No matter if you’re shopping for motorcycle batteries online or in person, you have to be sure that the following attributes are sufficient for both your bike, as well as your type of riding.

  • Amp-hours (Ah). Ah is the number of hours that a battery can produce a constant 1 amp current – a crucial capacity if you’ve installed aftermarket extras like lights, heaters, or navigation electronics.
  • Cold-cranking amps (CCA). CCA measures the number of continuous amps that a battery can produce for 30 seconds at 7.2V at a temperature of 0°F (-18°C) – a critical measurement if you expect to leave your bike outside during cold weather.
  • Reserve capacity (RC). RC is the length of time that a fully charged 12V battery can run before dropping below 10.5V – an important parameter to know if you do a lot of riding through remote locations, and where an alternator failure could potentially leave you stranded.

The fact is, bigger isn’t always better. Installing a motorcycle battery with a higher amperage than your bike is rated for can quickly damage your electrical system, so it’s important to know what the system is rated for.

The Final Word

Source: rbbattery.com

At the end of the day, even if your battery is out of sight, it’s simply not a component that you can afford to take your eyes off of. A battery failure isn’t likely to have catastrophic consequences, but it can still leave you in an unwanted on-, as well as off-road predicament.
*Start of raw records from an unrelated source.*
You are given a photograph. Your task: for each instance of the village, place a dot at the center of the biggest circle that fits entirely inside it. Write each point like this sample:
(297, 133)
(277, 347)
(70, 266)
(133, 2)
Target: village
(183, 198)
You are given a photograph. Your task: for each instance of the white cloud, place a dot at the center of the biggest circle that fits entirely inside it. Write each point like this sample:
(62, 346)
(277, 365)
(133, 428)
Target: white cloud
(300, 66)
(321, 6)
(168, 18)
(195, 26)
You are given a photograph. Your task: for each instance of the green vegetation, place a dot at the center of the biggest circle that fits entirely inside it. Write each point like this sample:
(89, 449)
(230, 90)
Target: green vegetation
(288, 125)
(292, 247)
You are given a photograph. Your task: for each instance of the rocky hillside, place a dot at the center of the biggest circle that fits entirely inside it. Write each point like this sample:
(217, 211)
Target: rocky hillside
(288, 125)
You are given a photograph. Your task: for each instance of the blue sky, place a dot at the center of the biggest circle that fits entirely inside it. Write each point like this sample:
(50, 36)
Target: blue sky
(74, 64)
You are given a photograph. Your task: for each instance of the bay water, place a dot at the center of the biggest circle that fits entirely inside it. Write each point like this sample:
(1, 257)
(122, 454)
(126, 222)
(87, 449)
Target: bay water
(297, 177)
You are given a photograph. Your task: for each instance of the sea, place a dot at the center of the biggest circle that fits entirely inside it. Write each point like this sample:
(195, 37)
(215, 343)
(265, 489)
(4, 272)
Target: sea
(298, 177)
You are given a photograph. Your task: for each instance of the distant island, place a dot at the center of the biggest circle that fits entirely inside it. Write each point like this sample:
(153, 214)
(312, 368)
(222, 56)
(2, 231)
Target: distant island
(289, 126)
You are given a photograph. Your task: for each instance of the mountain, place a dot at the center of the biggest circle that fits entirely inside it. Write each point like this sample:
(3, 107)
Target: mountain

That’s why you want to follow your battery manufacturer’s maintenance schedule as recommended, and you want to be aware of which battery specs are most important in case you need to make an unplanned replacement.

By familiarizing yourself with your battery’s specs, you can always be sure that you’re getting the right batteries for motorcycle systems. It’s knowledge that’s going to keep you on the highway and help protect your bike.